In terms of deliverables, there were three components required for the final project, each with their own due dates. The deliverables were a (1) set of “specific aims”, (2) a final project presentation given in class, and (3) a final write up of the methods and results including source code, a link to the data, and a statement describing any potential overlap with ongoing research projects outside of class. We prioritized asking students to make their code reproducible, including all steps of your analysis from preprocessing to producing final figures and results shown in your writeup.
The specific aims page should be 1 page in length and follow an NIH-style specific aims page in terms of other format requirements, not the scope of the project. For the final project presentations, we asked students to sign up for a 10-15 minute presentation in class over the course of two classes. Students were not expected to have finished the project by the project presentation, but the presentation needed to contain meaningful results. The presentation also allowed us to provide feedback before the final project writeup was due.
Recommendations for future versions of the course
Looking forward, we hope to build on the success of this course, with an eye toward further improving the experience and impact for students. Key considerations are course content, logistics, and discussion management. The content, including the broad topics and papers selected, was a highlight of the class in the last iteration. We hope to maintain the mix of foundational and cutting-edge papers, and recognize that this will require refreshing the list regularly to keep up with the fast-moving field. Logistically, the class size of 10-20 students was close to optimal, balancing lively discussion where everyone could participate, without being so small that each student had to lead the discussion too often. Relatedly, the diverse make-up of the class, covering a range of backgrounds and degree programs, was a benefit, where some students could help explain detailed statistical methods, and others could provide insight into biological mechanisms or motivations. Areas for improvement in the course logistics include providing students with additional example materials: sample successful projects, examples of strong discussion lead presentations, and very clear information about grading criteria.

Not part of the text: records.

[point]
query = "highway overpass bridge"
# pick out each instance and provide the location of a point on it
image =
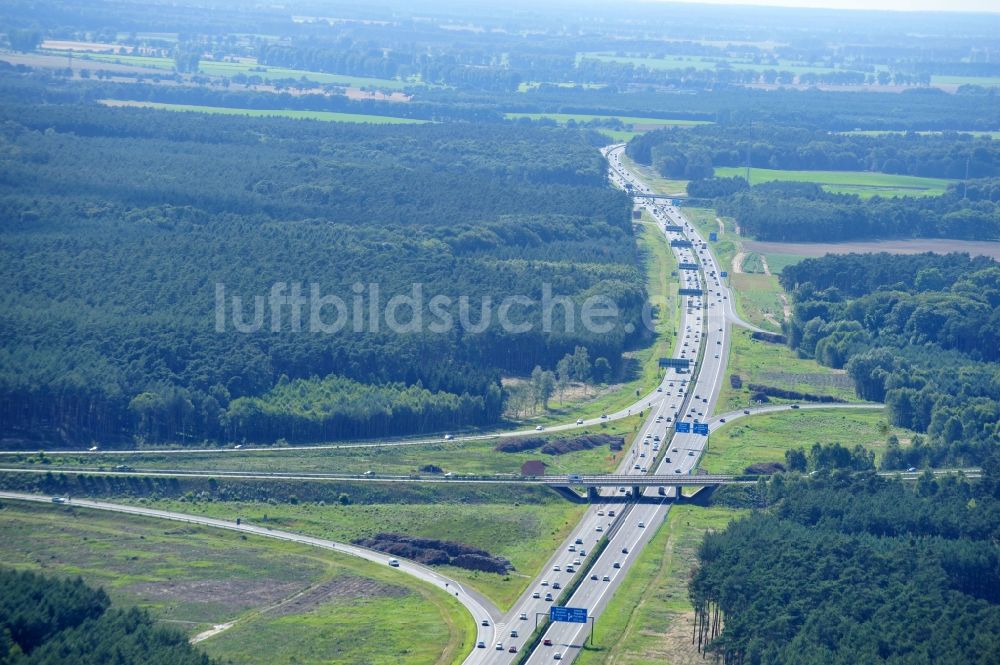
(632, 485)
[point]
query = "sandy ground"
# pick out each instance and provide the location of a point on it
(916, 246)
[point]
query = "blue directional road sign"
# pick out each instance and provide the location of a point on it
(569, 614)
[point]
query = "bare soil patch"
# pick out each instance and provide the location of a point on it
(346, 586)
(914, 246)
(235, 593)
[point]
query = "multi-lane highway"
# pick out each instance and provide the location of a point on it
(680, 397)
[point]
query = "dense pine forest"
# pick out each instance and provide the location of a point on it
(846, 569)
(921, 333)
(46, 621)
(691, 153)
(120, 224)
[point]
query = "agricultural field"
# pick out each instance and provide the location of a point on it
(883, 132)
(290, 603)
(526, 535)
(946, 80)
(862, 183)
(649, 619)
(803, 250)
(658, 183)
(647, 123)
(328, 116)
(247, 67)
(777, 261)
(527, 86)
(757, 296)
(758, 299)
(777, 365)
(765, 437)
(702, 63)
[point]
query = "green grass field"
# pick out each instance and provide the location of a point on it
(328, 116)
(527, 86)
(776, 365)
(757, 296)
(659, 184)
(758, 300)
(862, 183)
(766, 437)
(192, 577)
(462, 457)
(526, 536)
(650, 617)
(777, 262)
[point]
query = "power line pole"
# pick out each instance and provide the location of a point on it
(965, 185)
(749, 143)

The final area for consideration is how to maintain active, interesting, and thorough discussions of the material. Providing example discussion presentations will help kick things off in a good direction, demonstrating the need to cover methods and results and to raise probing questions and discussion points. We find, however, that it is also important throughout the course to keep an eye on discussion and participation, to chime in occasionally when discussion dies down, and remind participants and discussion leaders of their roles, or gently call on students who are not participating. Finally, it is absolutely essential to make sure students feel encouraged to have a very open discussion without judgement, and that they can ask questions that may feel silly, reveal a lack of understanding, or alternatively may be critical of a published paper’s content or writing style. Cutting edge papers can be hard to understand, controversial, and even occasionally have mistakes.
Final comments
We found this class engaging and fun to teach, and also learned more about the field ourselves throughout the semester. We would love to hear feedback, suggestions for topics and papers, or questions.